インタビューしたり取材して、はっとしたことを紹介。いいこと、楽しいことはまだまだこんなにあるよ

ドイツの脱原発の底流にあったもの

私の編集する「ウィメンズ・ステージ」の読者の企画した映画会に出ました。
ドイツ映画「見えない雲」。原作はチェルノブイリ原発事故の翌年の一九八六年に発売された児童小説。著者は小学校教師だったグードセルン・パウゼヴァングさん、当時四二歳。原発事故や放射能被曝について子どもたちは危険性を知る権利があるとして、出版。ドイツだけで百五十万部のベストセラーになり、小中学校では国語教材として取り入れられています。
 上映後、解説してくれたのは小説を翻訳した翻訳家高田ゆみ子さん。
 主人公は十四歳の女の子ハンナ。授業中に原発事故発生の警報が鳴り、その瞬間から学校も町もパニックに。放射能の雲から逃れようと人々家を捨て、持てるものだけを手に駅に殺到します。金持ちは飛行機でいち早く逃げ去ります。情報は何も入らず、電話は不通。警察は「逃げろ」とマイクで怒鳴るだけです。ハンナの母親は出張中で、小一の弟と自転車で駅へと向かいます。途中見た街はゴーストタウンと変わり、牛の群れが突然現れたり、犬たちが餌をあさっている光景が。弟は常軌を逸した人々の車にはねられ即死。遺体はトウモロコシ畑に置き去りにするしかありませんでした。人々の群れに押しつぶされて気を失ったアンナを待っていたのは母の死と自らの被曝でした。病床のテレビは「警戒区域が解除され、人が戻っている」「収束した」と声高のアナウンス。
 ある日、警戒区域とされた自宅近くに向かったハンナは小さくなってしまった弟の遺体を見つけ、ほおむるのでした。
 ずっと、福島の状況とそっくりではないか、と息を飲んでいました。
 グードセルンさんは福島第一原発事故の直後、ドイツ誌のインタビューで、「小説には原発事故について政治家は誰も準備ができていなかったこと、メディアの流す情報は矛盾があったと書いたが、今これが日本で起こっている」と指摘しました。

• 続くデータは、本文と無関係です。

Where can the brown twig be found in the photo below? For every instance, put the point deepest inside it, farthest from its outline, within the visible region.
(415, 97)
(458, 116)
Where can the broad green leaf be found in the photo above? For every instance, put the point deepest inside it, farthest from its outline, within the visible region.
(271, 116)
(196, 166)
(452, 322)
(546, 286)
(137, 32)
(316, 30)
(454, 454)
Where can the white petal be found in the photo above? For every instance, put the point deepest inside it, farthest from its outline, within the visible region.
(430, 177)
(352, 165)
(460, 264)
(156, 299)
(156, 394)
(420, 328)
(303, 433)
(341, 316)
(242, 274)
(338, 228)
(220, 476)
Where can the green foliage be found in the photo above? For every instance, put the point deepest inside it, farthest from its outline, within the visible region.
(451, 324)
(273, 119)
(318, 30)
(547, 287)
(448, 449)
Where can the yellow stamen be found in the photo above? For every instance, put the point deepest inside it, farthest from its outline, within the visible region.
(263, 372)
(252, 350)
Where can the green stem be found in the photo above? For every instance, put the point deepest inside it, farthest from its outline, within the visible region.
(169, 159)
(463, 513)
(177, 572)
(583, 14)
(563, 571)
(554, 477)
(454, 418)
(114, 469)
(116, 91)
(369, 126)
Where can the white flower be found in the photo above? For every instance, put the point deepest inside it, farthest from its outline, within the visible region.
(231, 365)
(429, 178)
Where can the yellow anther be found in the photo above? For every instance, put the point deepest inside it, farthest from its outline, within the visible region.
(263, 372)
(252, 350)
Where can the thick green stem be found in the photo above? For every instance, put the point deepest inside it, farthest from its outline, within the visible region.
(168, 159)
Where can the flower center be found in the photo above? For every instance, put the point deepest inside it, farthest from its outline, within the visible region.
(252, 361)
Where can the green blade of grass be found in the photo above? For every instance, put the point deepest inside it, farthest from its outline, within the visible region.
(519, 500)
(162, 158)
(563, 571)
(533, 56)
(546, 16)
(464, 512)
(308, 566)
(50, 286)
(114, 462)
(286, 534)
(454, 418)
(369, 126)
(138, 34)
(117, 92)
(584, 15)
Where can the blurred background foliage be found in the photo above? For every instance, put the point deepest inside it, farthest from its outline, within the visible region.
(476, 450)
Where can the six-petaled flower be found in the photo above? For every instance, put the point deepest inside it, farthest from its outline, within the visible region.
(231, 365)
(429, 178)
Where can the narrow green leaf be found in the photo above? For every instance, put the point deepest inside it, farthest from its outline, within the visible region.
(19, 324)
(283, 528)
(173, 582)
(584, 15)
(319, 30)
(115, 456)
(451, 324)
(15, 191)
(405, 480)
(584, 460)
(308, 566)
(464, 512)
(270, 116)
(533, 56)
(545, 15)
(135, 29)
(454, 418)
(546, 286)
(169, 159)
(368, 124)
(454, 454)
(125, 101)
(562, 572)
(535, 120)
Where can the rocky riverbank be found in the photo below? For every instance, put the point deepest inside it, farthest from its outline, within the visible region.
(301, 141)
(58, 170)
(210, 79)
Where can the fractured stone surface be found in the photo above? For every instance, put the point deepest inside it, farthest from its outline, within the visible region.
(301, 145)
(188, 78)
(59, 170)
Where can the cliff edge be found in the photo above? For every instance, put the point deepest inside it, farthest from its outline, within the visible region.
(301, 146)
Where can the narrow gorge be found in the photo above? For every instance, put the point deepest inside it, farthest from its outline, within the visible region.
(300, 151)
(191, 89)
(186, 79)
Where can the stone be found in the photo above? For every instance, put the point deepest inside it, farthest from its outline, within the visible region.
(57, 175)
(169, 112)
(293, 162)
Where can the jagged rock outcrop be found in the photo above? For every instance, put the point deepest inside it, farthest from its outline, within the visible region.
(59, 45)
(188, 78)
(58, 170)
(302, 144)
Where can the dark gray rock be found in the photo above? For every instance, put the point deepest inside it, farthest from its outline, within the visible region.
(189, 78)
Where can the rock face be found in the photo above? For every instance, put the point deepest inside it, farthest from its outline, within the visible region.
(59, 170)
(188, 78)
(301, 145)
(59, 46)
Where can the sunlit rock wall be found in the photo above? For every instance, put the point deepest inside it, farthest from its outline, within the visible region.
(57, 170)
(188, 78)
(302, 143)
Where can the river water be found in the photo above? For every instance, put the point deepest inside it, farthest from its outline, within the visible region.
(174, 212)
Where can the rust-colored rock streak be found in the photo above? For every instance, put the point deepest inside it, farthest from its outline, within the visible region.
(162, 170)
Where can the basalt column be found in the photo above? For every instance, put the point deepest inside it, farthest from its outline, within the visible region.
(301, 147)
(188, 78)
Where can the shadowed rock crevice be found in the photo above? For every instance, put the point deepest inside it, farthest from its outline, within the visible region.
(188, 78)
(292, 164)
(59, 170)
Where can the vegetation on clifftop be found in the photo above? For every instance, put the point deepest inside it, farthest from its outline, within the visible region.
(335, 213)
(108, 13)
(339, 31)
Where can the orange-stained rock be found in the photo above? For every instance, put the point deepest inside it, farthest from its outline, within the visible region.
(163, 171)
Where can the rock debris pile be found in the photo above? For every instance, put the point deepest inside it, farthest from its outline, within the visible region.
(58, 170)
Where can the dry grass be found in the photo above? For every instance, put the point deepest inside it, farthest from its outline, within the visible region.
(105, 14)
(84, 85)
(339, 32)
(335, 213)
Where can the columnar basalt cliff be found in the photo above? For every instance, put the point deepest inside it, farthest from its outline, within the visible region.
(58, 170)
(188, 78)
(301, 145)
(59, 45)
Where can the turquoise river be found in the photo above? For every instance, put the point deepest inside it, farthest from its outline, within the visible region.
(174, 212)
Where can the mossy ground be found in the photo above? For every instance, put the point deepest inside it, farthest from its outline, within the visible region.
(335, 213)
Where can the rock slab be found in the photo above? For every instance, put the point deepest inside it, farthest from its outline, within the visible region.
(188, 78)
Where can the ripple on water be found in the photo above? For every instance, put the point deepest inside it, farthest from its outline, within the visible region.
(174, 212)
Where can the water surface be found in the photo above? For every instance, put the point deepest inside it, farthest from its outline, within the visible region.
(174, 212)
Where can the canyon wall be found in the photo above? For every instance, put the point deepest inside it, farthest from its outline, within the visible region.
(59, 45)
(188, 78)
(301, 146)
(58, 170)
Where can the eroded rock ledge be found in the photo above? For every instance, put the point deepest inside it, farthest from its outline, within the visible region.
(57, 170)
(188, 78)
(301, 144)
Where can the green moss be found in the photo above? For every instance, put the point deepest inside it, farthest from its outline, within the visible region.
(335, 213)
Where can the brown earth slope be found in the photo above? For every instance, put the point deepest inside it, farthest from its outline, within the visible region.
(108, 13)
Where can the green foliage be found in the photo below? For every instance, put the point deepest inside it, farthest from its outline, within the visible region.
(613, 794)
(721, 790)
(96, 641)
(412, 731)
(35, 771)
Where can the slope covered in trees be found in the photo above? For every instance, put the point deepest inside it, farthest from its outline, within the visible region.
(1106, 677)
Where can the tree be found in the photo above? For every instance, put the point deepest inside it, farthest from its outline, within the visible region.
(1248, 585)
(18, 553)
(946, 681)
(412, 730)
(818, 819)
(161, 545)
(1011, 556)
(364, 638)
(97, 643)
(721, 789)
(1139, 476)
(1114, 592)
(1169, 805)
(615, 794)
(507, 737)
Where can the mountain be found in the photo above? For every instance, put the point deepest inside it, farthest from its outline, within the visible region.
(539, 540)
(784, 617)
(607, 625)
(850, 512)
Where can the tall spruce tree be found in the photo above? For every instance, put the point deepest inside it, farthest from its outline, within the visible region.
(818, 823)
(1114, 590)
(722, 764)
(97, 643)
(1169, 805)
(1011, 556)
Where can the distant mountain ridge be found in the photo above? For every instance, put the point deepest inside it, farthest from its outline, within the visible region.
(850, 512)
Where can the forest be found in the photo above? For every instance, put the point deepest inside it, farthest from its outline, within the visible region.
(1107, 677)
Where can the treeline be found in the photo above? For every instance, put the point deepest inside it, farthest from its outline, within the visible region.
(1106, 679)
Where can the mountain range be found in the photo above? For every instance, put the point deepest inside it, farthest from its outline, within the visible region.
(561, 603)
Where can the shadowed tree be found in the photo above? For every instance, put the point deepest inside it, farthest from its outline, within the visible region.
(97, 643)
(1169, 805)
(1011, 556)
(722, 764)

 脱原発を決めたドイツ。小説は十四版を重ね、二十四年も読み続けられています。脱月発の世論を広めるひとつになっているように思えました。
 彼女は八十二歳。各地で話に歩いています。高田さんによるとこう話しているそうです。「人生終盤は勇敢でなくてはならない」と。同感です。
ぜひここのフリースペースでも上映したいと思っています。